ホームページで公開されている2019年からの香港についての動画(https://varsity.com.cuhk.edu.hk/index.php/2022/01/to-stay-or-not-to-stay/)も紹介してもらった。この動画の中では、香港の未来を楽観的に捉える教授の意見が紹介されており、その理由として1942年に日本が香港を占領していた際の方がより酷い人権侵害が行われていたという点が挙げられていた。香港と中国本土との関係性を取り上げるということだけでも北京大生がいる場ではセンシティブなトピック選定であると思っていたところに、今では民主的な香港を支持している日本の過去の過ちにも触れられ、教室の雰囲気はなんとも言えないものであった。時間軸を長くとったり、物事を見る視点を変えるだけで軽々しくどの国が悪いと言えないということを痛感した。
白紙運動についての記事を出したり、上記のような民主化関連のデモについてなどの記事や動画を出版しているVarsityだが、中国共産党による監視体制が強まっている中あるジレンマに直面しているという。それは、この情報誌が有名でない分内容について統制をされないが、世の中に広まらなければ自分たちの伝えていることも広まらない、ということだ。
ジャーナリストとして、このジレンマはどれほどもどかしいものか、私には想像することしかできない。あの教室にいた学生たちは、事実に基づいた報道を行なっていることを非常に大事にしており、読者に迎合したような記事は書かないという点を強調していた。
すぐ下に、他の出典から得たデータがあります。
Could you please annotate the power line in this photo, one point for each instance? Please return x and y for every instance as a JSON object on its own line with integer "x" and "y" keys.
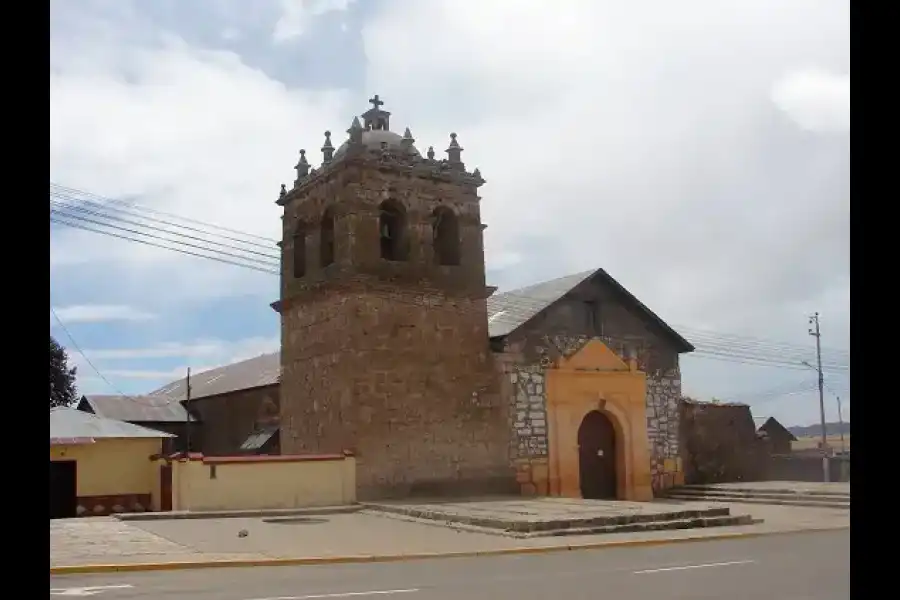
{"x": 94, "y": 367}
{"x": 712, "y": 345}
{"x": 81, "y": 195}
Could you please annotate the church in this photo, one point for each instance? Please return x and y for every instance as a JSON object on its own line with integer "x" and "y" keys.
{"x": 395, "y": 349}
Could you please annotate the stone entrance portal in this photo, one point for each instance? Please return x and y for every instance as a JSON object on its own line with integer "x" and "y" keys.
{"x": 596, "y": 413}
{"x": 597, "y": 457}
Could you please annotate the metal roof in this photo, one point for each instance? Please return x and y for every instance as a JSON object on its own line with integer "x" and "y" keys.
{"x": 138, "y": 409}
{"x": 71, "y": 423}
{"x": 255, "y": 372}
{"x": 506, "y": 312}
{"x": 259, "y": 438}
{"x": 509, "y": 311}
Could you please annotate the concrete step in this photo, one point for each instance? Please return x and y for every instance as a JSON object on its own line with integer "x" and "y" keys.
{"x": 786, "y": 491}
{"x": 721, "y": 518}
{"x": 767, "y": 495}
{"x": 673, "y": 524}
{"x": 749, "y": 500}
{"x": 534, "y": 526}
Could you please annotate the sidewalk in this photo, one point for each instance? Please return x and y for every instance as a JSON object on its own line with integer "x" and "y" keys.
{"x": 356, "y": 536}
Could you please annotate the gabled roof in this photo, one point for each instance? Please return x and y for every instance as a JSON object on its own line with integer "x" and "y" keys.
{"x": 773, "y": 427}
{"x": 67, "y": 424}
{"x": 255, "y": 372}
{"x": 138, "y": 409}
{"x": 506, "y": 313}
{"x": 510, "y": 310}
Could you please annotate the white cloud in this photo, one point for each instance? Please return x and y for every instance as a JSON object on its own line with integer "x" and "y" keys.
{"x": 816, "y": 100}
{"x": 189, "y": 131}
{"x": 644, "y": 137}
{"x": 296, "y": 16}
{"x": 99, "y": 313}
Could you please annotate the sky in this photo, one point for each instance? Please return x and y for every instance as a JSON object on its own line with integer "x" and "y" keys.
{"x": 697, "y": 150}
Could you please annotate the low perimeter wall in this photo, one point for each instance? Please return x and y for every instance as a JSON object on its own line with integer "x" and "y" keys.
{"x": 262, "y": 482}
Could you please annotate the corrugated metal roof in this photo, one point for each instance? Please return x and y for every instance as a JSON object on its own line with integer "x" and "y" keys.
{"x": 255, "y": 372}
{"x": 66, "y": 422}
{"x": 138, "y": 409}
{"x": 258, "y": 438}
{"x": 510, "y": 310}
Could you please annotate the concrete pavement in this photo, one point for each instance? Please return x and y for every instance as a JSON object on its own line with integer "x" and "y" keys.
{"x": 790, "y": 567}
{"x": 101, "y": 541}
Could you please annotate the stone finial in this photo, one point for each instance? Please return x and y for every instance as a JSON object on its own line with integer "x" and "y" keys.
{"x": 327, "y": 149}
{"x": 454, "y": 151}
{"x": 302, "y": 166}
{"x": 355, "y": 131}
{"x": 408, "y": 141}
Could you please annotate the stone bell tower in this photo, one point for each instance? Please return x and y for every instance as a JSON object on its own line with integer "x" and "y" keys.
{"x": 385, "y": 349}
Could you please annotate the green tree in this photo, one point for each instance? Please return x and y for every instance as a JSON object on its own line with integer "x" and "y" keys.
{"x": 62, "y": 378}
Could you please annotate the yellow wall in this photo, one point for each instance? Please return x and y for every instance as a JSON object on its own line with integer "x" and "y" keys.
{"x": 264, "y": 482}
{"x": 112, "y": 467}
{"x": 596, "y": 379}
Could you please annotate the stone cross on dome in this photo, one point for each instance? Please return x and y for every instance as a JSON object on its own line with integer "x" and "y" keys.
{"x": 375, "y": 118}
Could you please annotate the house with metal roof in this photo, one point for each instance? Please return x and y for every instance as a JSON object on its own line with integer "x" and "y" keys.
{"x": 100, "y": 466}
{"x": 154, "y": 412}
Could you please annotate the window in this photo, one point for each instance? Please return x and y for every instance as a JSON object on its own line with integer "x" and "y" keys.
{"x": 326, "y": 238}
{"x": 392, "y": 231}
{"x": 445, "y": 236}
{"x": 299, "y": 250}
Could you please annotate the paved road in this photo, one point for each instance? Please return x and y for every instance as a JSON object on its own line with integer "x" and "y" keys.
{"x": 789, "y": 567}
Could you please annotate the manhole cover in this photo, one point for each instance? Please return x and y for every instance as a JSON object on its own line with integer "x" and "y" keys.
{"x": 295, "y": 520}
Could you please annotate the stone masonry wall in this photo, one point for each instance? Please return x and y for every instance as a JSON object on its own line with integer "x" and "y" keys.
{"x": 405, "y": 383}
{"x": 523, "y": 368}
{"x": 663, "y": 426}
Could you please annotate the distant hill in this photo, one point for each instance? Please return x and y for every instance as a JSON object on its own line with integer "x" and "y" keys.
{"x": 816, "y": 430}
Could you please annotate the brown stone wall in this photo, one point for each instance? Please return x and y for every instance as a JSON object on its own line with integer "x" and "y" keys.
{"x": 719, "y": 443}
{"x": 390, "y": 359}
{"x": 228, "y": 419}
{"x": 404, "y": 381}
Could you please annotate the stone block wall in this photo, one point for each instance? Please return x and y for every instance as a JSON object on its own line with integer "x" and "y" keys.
{"x": 663, "y": 421}
{"x": 719, "y": 443}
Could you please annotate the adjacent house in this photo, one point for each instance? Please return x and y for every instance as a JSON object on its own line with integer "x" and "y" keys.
{"x": 100, "y": 466}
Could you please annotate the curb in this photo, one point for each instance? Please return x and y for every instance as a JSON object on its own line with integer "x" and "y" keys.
{"x": 238, "y": 514}
{"x": 354, "y": 559}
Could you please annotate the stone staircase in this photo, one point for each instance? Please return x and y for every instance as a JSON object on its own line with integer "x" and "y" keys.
{"x": 787, "y": 495}
{"x": 688, "y": 517}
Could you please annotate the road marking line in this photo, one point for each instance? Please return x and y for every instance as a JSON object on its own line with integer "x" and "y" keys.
{"x": 87, "y": 591}
{"x": 688, "y": 567}
{"x": 341, "y": 595}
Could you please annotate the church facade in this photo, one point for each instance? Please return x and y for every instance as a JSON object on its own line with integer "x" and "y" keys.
{"x": 394, "y": 348}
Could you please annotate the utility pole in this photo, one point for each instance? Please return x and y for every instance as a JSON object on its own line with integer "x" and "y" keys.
{"x": 187, "y": 414}
{"x": 841, "y": 424}
{"x": 816, "y": 333}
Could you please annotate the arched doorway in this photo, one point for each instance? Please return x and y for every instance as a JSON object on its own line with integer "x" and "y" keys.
{"x": 597, "y": 456}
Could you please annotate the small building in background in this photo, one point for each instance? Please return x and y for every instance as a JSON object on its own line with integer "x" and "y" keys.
{"x": 160, "y": 413}
{"x": 777, "y": 435}
{"x": 100, "y": 466}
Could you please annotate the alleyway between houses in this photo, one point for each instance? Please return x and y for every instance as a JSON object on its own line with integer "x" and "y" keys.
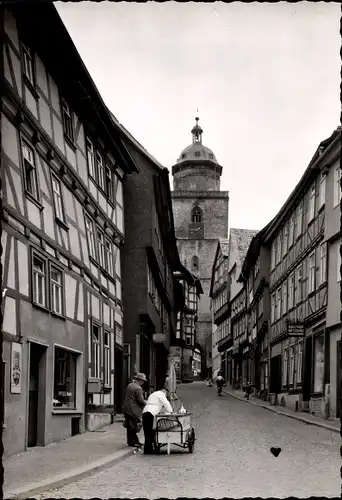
{"x": 231, "y": 458}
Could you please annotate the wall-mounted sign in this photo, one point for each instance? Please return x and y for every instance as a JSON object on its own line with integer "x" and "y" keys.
{"x": 295, "y": 329}
{"x": 16, "y": 368}
{"x": 159, "y": 338}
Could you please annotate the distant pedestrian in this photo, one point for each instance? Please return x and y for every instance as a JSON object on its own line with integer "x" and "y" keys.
{"x": 133, "y": 407}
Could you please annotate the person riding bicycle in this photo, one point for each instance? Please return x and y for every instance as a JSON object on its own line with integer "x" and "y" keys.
{"x": 219, "y": 381}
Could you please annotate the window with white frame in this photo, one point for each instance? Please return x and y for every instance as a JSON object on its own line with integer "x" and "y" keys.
{"x": 291, "y": 292}
{"x": 39, "y": 281}
{"x": 285, "y": 238}
{"x": 68, "y": 124}
{"x": 250, "y": 288}
{"x": 284, "y": 306}
{"x": 279, "y": 247}
{"x": 299, "y": 363}
{"x": 101, "y": 170}
{"x": 323, "y": 263}
{"x": 64, "y": 388}
{"x": 109, "y": 182}
{"x": 96, "y": 355}
{"x": 28, "y": 63}
{"x": 278, "y": 303}
{"x": 311, "y": 208}
{"x": 300, "y": 218}
{"x": 285, "y": 366}
{"x": 261, "y": 306}
{"x": 298, "y": 285}
{"x": 118, "y": 335}
{"x": 102, "y": 248}
{"x": 291, "y": 231}
{"x": 312, "y": 271}
{"x": 30, "y": 172}
{"x": 56, "y": 290}
{"x": 273, "y": 254}
{"x": 57, "y": 198}
{"x": 106, "y": 358}
{"x": 90, "y": 237}
{"x": 322, "y": 189}
{"x": 91, "y": 158}
{"x": 337, "y": 186}
{"x": 292, "y": 364}
{"x": 109, "y": 257}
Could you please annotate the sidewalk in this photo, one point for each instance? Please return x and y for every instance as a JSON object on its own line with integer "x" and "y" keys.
{"x": 43, "y": 468}
{"x": 333, "y": 424}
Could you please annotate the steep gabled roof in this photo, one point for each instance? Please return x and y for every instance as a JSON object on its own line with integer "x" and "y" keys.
{"x": 36, "y": 22}
{"x": 127, "y": 135}
{"x": 330, "y": 146}
{"x": 243, "y": 238}
{"x": 222, "y": 245}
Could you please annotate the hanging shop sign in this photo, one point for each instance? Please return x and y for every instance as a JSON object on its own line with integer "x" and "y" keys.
{"x": 236, "y": 349}
{"x": 159, "y": 338}
{"x": 16, "y": 368}
{"x": 295, "y": 329}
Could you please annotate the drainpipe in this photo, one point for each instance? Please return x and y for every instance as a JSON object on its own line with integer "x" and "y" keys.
{"x": 269, "y": 359}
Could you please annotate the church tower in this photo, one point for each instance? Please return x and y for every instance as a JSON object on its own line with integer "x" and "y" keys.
{"x": 200, "y": 213}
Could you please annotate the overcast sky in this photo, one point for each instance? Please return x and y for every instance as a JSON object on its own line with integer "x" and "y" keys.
{"x": 265, "y": 78}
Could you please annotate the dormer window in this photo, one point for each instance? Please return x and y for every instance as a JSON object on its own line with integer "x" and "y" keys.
{"x": 28, "y": 63}
{"x": 68, "y": 124}
{"x": 194, "y": 263}
{"x": 196, "y": 215}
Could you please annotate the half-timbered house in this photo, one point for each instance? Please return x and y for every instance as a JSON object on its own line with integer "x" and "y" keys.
{"x": 62, "y": 165}
{"x": 219, "y": 303}
{"x": 150, "y": 257}
{"x": 255, "y": 278}
{"x": 225, "y": 287}
{"x": 299, "y": 337}
{"x": 188, "y": 290}
{"x": 332, "y": 403}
また、一つの記事を一から書くのは非常に骨の折れる作業で、ネタを探してきて書いてもそれが全部否定されて最初からやり直し、ということもあるそうだ。
これほど強い信念を持って書き上げた記事はぜひ世界中に広まってほしいと思うが、それによってかえって自由に報道するトピックを決められなくなってしまうのならそれも勿体無い気がしてしまう。香港におけるジャーナリズム界の抱える問題の縮図を垣間見ることができた気がして非常に示唆に富むものがあった。また、このような情報統制は一般市民をより「真実」から遠ざけることにもなりかねないという点でpost-truth現象との関連についても深く考えさせられる授業であった。
授業が終わった後は、空きコマがある学生たちにキャンパス内にある学生食堂に連れて行ってもらった。私は(十分美味しいと思ったが、香港中文大学の学生の評価は厳しかった)ワンタンを食べながら、お互いの大学のことや日本についての話をして過ごした。例えば日本における物価高騰について聞かれたり、安倍氏暗殺について日本人がどのように思っているのかを聞かれたりした。ある学生の日本人のほとんど全員が安倍氏の死を悲しんでいるのかと思っていたという見解は私たち東大生にとっては意外なもので、認識の差異を非常に興味深く思った。
香港中文大学には日本に関心のある学生が非常に多く、日本に渡航予定の人も多かったので、近々また対面で会えるのを楽しみにしようと思う。北京大生だけでなく、他大学との交流を持つことができた非常に刺激的な経験であったと思う。